I found some aquatic plants today. I thought it was anacharis until I picked them up. the leaves are smaller and more pointy and grow closer together, but the stems and the way it grows looks very close to anacharis. Can anyone identify it?







All of them together in water. You can also see some of the roots in this one.








A single one








A smaller one








What the top looks like from above.

None of the leaves are larger than the two I had on my fingers and the roots were very easy to pull up if that can help to identify it. Also it has been in the 
26-30F outside and this plant is growing in a pond.


----------



## lohachata (Jan 27, 2006)

there are a few species of anacharis...the one you have is a bit hard to find these days...it's name is elodea canadensis...
what we normally see is egeria densa...there are also other species...


----------



## P.senegalus (Aug 18, 2011)

Oh, thats why it looks like the stuff I bought. I only knew about egeria densa and the narrow leaf anacharis. Thank you lohachata. I'm going to clean it and put some in my shrimp tanks.


----------



## P.senegalus (Aug 18, 2011)

I also found this stuff that kind of looks like an aquatic moss. Here's some photos of it:





















































The leafy part is very soft but not slimy and the stem is rigid kinda like hornwort stem but not easily broken. I didn't see any roots on this.

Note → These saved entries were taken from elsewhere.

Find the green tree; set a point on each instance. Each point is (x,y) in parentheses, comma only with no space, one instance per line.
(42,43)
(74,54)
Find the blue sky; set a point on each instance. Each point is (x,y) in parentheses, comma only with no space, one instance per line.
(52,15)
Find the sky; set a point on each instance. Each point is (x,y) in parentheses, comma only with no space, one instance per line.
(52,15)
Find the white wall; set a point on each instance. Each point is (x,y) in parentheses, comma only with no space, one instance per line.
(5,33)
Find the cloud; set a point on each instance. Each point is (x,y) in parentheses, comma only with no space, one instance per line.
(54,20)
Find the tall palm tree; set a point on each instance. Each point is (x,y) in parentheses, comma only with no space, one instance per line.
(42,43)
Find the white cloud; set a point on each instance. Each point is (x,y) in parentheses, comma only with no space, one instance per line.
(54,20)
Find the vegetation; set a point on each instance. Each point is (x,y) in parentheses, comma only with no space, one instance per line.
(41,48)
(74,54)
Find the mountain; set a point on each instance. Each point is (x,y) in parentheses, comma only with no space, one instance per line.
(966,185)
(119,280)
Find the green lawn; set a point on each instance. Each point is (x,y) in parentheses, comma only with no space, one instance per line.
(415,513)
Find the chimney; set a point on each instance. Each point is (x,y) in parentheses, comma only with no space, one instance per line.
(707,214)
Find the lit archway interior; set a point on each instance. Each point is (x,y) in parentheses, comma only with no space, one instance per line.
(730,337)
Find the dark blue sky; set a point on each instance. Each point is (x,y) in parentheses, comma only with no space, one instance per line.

And this grass was tangled in a piece:


----------



## lohachata (Jan 27, 2006)

that kind of looks like the fine leafed hornwort....the wife and i were talking about it the other day...not sure if it's a different variety or it just different due to growing conditions relative to light , tank chemistry etc....


----------



## Trout (Mar 16, 2011)

It looks a lot like what I've got growing in My tank now. The invoice said Egeria Nanas, or Narrow-Leaf Anacharis.


----------



## P.senegalus (Aug 18, 2011)

It may be that. I'll update if it grows to see if it gets bigger or changes. I found it in the same pond as the 1st plant in a shady area. I thought it was algae until I seen the stem.


----------